Текущая страница: 6 (всего у книги 18 страниц)

– В той замечательной главе, что попала в руки капитана Михина в пятницу, – Леонидов кивнул на Игоря, внимательно разглядывавшего любовь писателя, – в той главе так упоительно рассказывается о вашем романе с Павлом Андреевичем и о том, как вас ревновал муж и как подсыпал яд в стакан. Вы помните этот стакан?

– Какой яд? Какая глупость!

– Фантазия писателя?

– Да, фантазия, – уверенно заявила она.

– А ваша любовь тоже фантазия?

– Он что, про все это написал?

– Вы не читали?

– Я не котировалась у Павла как достойный литературный рецензент.

– Что ж, тогда, думаю, вам стоит почитать. Ты позволишь? – Леонидов взял у Михина отрывок, который сегодня утром впервые прочитал сам.

Любовь Николаевна сначала колебалась: читать или не читать, потом нерешительно тронула первый листок.
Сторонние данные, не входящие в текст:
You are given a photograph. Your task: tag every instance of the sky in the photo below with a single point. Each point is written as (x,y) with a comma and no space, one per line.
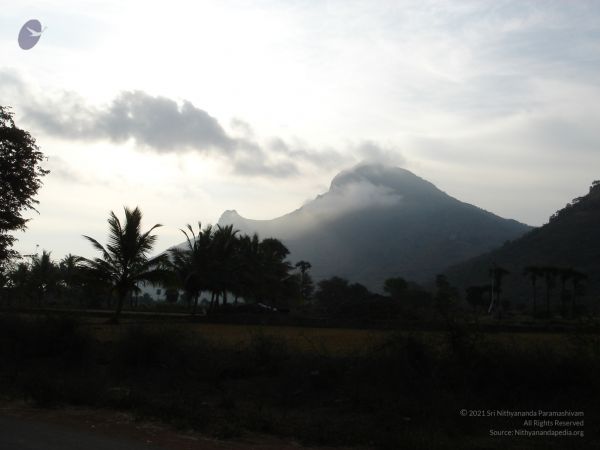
(187,109)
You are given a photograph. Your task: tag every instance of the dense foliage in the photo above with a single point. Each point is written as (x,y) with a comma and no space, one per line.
(20,179)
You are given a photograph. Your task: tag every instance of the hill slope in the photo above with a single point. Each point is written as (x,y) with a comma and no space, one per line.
(571,239)
(376,222)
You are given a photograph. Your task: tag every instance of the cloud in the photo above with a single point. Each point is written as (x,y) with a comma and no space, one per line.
(163,125)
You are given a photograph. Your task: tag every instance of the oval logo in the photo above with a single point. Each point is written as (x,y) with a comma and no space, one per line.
(30,34)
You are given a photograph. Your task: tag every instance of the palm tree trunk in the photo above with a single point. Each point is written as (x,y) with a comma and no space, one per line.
(195,304)
(534,298)
(119,308)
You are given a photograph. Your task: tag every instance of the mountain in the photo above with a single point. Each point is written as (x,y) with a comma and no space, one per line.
(570,239)
(376,222)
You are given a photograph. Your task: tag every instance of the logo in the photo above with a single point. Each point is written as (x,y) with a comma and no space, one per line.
(30,34)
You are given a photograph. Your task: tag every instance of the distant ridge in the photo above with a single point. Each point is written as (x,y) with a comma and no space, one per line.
(377,221)
(571,239)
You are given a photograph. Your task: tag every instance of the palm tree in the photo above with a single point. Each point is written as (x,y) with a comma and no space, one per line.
(306,283)
(223,252)
(70,270)
(497,274)
(190,265)
(576,278)
(44,274)
(125,261)
(533,272)
(550,273)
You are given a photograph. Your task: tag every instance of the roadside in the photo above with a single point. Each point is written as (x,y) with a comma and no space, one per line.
(23,427)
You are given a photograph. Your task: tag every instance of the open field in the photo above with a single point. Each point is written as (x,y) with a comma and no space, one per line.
(381,389)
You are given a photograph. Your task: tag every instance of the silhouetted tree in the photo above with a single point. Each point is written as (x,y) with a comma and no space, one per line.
(550,274)
(576,278)
(44,276)
(446,297)
(306,284)
(395,287)
(497,275)
(477,296)
(20,179)
(125,260)
(191,264)
(71,276)
(533,272)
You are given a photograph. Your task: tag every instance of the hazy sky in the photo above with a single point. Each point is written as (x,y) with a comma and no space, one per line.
(190,108)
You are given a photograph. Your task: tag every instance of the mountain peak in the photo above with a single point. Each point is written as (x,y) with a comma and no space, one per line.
(228,216)
(395,179)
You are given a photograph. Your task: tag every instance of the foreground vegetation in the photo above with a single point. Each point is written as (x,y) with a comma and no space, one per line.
(399,392)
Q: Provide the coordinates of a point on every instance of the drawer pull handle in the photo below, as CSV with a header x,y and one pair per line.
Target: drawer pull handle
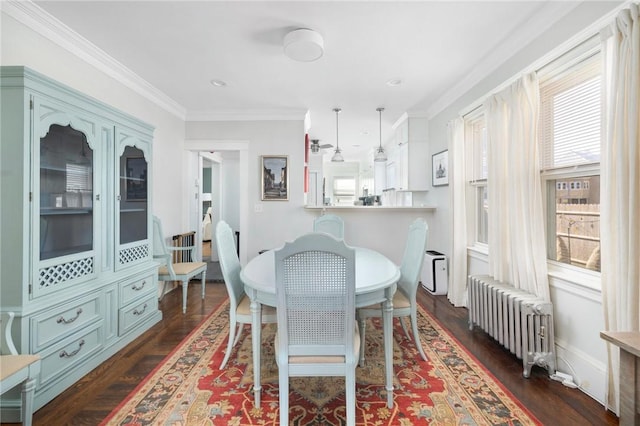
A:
x,y
62,320
135,288
65,354
137,312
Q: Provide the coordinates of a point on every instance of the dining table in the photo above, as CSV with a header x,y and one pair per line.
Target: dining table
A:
x,y
376,282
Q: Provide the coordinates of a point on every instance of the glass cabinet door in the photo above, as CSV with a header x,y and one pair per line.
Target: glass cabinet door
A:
x,y
133,196
66,193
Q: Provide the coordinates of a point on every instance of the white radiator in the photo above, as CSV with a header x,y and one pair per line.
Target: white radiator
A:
x,y
520,321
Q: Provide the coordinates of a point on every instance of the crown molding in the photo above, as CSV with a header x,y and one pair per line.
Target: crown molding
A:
x,y
510,45
40,21
248,115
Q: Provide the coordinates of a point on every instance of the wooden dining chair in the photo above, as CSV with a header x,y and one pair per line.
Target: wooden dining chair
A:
x,y
239,303
181,271
17,369
317,332
404,299
331,224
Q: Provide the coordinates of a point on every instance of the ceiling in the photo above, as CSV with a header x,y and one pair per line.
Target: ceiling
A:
x,y
434,47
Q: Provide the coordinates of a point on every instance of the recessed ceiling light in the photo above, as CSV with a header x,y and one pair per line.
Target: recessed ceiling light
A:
x,y
218,83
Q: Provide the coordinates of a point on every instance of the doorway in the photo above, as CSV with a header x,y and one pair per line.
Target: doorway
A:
x,y
228,162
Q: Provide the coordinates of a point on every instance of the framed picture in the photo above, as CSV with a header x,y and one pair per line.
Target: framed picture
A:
x,y
440,168
136,179
275,177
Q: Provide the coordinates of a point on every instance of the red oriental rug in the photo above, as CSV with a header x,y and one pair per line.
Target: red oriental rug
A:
x,y
451,388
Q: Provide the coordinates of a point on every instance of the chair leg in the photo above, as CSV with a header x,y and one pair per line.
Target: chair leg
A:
x,y
416,336
185,287
404,327
204,276
284,393
232,339
28,390
350,400
362,323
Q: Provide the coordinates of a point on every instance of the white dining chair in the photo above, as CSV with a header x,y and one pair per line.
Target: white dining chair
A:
x,y
16,369
239,303
317,332
180,271
331,224
404,299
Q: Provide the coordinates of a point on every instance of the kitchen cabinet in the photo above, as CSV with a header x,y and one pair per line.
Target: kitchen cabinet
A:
x,y
77,265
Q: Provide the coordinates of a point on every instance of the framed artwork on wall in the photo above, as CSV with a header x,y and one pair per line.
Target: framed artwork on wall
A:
x,y
440,168
275,177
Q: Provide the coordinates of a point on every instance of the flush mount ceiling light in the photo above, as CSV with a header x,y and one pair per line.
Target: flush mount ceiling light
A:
x,y
337,156
303,45
218,83
380,154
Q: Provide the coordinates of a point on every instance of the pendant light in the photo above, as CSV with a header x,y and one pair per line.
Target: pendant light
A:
x,y
380,154
337,156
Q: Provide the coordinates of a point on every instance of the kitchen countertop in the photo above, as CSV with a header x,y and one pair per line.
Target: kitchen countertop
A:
x,y
377,208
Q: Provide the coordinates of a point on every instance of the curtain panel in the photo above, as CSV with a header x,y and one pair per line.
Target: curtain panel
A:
x,y
620,190
457,292
517,247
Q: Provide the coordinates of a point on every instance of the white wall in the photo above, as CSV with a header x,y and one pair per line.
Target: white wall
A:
x,y
577,299
22,46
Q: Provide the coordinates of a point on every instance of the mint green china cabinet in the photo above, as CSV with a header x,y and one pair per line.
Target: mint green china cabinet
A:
x,y
75,216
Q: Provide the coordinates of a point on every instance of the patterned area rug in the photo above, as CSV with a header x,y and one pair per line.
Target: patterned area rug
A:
x,y
452,388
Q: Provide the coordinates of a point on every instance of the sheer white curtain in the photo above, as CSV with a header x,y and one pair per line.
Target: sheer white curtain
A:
x,y
620,191
517,248
457,292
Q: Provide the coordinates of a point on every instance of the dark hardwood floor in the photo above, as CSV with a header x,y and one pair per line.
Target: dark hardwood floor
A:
x,y
91,399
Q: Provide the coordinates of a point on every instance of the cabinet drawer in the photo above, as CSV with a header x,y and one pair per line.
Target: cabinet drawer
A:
x,y
65,356
62,321
131,290
135,313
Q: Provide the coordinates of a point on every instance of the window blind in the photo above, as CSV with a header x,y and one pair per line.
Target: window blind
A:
x,y
570,115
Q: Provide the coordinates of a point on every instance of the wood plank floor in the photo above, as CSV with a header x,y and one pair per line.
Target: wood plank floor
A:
x,y
91,399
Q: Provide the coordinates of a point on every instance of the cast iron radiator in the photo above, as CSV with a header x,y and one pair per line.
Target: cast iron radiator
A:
x,y
518,320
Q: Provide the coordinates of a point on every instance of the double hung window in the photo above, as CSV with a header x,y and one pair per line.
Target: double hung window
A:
x,y
569,134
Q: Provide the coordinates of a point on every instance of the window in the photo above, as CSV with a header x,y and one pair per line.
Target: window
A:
x,y
344,190
476,143
570,129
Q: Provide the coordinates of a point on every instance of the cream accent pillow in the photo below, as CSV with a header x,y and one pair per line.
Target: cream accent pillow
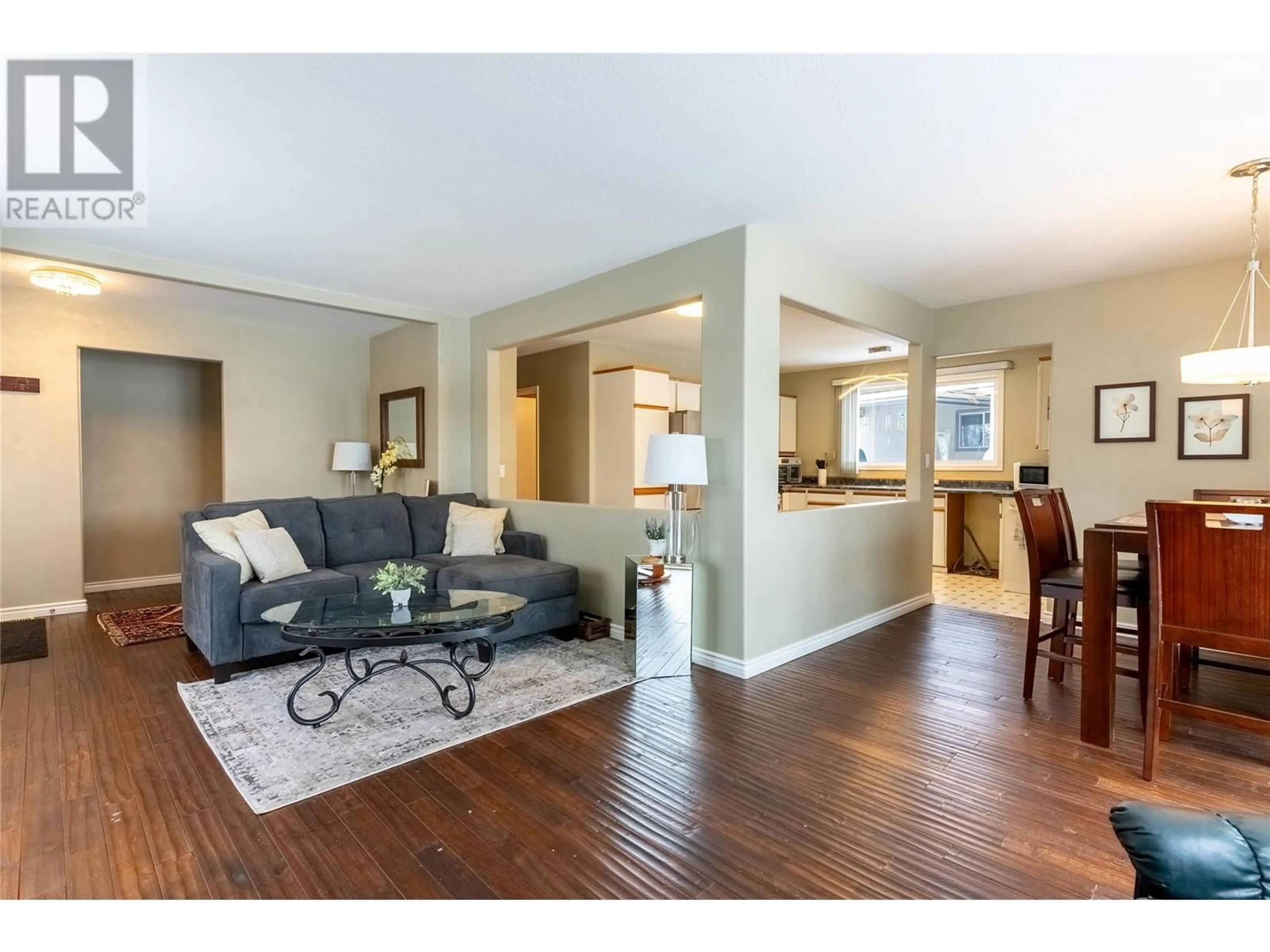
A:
x,y
459,512
274,554
219,536
476,537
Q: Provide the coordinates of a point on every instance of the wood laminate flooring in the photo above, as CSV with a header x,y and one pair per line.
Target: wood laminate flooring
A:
x,y
901,762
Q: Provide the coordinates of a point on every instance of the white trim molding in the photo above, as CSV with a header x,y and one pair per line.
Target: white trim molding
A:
x,y
12,615
117,584
737,668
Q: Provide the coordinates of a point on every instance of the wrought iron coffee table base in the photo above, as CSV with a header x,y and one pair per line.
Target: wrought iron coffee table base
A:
x,y
456,663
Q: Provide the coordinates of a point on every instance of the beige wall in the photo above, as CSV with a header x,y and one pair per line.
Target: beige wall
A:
x,y
290,393
679,366
151,450
401,358
1114,332
596,539
816,428
816,411
563,379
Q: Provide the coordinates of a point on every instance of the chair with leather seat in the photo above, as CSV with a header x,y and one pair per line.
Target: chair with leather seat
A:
x,y
1056,573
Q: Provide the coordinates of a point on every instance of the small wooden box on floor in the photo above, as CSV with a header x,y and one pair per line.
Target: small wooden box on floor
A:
x,y
658,617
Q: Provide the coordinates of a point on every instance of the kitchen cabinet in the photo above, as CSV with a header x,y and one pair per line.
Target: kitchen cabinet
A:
x,y
1044,377
688,395
632,404
949,531
789,427
792,502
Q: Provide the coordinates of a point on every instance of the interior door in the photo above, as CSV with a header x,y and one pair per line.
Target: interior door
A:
x,y
528,444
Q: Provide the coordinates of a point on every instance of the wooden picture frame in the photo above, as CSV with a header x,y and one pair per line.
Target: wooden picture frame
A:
x,y
1236,411
1141,429
414,394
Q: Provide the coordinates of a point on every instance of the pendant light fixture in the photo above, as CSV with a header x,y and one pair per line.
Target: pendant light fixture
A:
x,y
1245,364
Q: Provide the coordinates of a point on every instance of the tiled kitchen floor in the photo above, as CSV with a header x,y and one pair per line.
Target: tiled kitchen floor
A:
x,y
982,595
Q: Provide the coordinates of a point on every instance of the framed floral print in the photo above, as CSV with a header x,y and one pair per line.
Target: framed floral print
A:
x,y
1124,413
1213,428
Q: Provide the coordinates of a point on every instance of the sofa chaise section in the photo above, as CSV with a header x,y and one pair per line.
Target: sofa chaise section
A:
x,y
345,542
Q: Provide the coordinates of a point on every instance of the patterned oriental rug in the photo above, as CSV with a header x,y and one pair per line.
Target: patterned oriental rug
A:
x,y
390,720
136,626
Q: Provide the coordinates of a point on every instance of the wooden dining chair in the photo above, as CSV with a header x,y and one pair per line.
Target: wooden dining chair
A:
x,y
1055,572
1209,588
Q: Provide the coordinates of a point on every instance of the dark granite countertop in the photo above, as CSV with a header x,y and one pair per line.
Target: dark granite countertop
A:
x,y
996,488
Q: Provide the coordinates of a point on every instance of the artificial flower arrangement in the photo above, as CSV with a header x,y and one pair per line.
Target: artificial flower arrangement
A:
x,y
399,579
397,450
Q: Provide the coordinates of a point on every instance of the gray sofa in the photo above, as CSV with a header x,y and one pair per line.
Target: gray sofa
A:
x,y
345,541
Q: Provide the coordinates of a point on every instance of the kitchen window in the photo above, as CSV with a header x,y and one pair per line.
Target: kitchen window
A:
x,y
968,418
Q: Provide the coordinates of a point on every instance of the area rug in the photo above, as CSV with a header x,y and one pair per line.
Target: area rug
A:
x,y
136,626
23,640
392,720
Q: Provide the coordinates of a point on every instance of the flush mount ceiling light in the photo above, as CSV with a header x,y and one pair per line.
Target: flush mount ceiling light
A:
x,y
65,281
1245,364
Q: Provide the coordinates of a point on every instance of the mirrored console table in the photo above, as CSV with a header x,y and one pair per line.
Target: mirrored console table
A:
x,y
658,619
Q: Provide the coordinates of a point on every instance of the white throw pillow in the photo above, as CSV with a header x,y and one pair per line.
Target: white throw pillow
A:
x,y
220,536
476,537
459,512
274,554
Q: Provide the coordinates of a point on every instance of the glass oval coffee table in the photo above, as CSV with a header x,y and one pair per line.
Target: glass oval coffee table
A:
x,y
463,621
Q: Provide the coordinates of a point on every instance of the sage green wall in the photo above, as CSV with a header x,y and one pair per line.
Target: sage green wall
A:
x,y
595,539
811,573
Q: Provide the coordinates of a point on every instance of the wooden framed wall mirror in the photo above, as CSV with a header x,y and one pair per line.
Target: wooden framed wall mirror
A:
x,y
402,417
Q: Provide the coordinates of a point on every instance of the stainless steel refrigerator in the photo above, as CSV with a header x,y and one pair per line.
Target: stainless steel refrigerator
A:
x,y
689,422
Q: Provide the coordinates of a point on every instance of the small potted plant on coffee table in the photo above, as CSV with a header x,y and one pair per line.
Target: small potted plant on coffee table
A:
x,y
398,580
656,532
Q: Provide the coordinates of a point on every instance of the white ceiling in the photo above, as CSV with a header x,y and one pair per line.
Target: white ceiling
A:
x,y
808,341
461,183
662,333
120,290
811,342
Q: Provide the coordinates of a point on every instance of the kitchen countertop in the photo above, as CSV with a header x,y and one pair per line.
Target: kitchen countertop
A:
x,y
995,488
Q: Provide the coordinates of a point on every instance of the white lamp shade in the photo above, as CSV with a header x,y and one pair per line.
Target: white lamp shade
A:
x,y
355,457
1236,366
676,459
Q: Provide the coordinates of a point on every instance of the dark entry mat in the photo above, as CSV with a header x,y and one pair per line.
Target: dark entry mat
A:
x,y
23,640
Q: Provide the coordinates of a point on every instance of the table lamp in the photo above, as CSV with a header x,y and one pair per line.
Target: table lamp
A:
x,y
352,459
677,460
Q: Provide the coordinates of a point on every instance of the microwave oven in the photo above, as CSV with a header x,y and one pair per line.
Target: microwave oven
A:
x,y
1032,476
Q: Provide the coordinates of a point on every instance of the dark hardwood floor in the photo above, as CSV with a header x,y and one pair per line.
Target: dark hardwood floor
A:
x,y
901,762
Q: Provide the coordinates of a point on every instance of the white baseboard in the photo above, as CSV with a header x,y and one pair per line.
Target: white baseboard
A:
x,y
737,668
117,584
77,607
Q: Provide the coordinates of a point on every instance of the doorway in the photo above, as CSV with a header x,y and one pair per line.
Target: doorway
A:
x,y
150,449
528,444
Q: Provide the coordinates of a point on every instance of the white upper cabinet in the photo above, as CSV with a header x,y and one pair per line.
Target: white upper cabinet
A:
x,y
688,397
1044,375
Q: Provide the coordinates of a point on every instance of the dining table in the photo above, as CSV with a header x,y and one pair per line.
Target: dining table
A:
x,y
1104,545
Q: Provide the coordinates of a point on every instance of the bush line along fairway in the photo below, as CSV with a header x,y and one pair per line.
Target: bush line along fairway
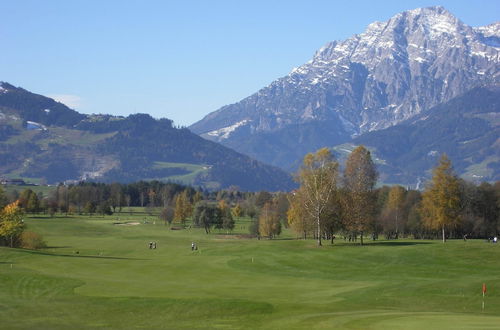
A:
x,y
95,274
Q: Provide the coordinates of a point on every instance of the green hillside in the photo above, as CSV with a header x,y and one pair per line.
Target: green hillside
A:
x,y
44,141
Ее щеки то бледнели, то краснели, она морщилась, почти плакала, потом, нахмурившись, замирала, и все ее чувства отражались на лице. Наконец все кончилось, Леонидов понял, что она уже прочитала и просто боится что-либо сказать. Сидит, не решаясь поднять глаза от бумаги и признать даже небольшую долю правды, которая наверняка там была.

– Любовь Николаевна, не надо.

– Что?

– Я и про себя и про жену свою прочитал отнюдь не деликатные вещи, что ж поделаешь. Так он врал?

– Да если бы это было правдой! Если бы было правдой! Да разве я тогда могла бы? – Она захлебнулась своим горем, как соленой морской волной, охнула и прижалась к шершавому деревянному столбу беседки.

– Вас не было на даче в тот вечер?

– Да была я там, господи, была! Только Паша меня не любил. Ну, тогда, в конце второго курса, может быть, что-то и было, хотя я никогда не верила, трудно было верить. Он все себе придумал, как придумывал эти свои романы, надо же было деть куда– то все эти красивые слова, эти описания, эту не поддающуюся контролю страсть. Все ложь. Он был человеком расчетливым, холодным, умел подавлять любые лишние чувства в себе. А любовь, по Клиши– ну, – это лишнее чувство.

– Значит, вы не были его любовницей в течение этого года?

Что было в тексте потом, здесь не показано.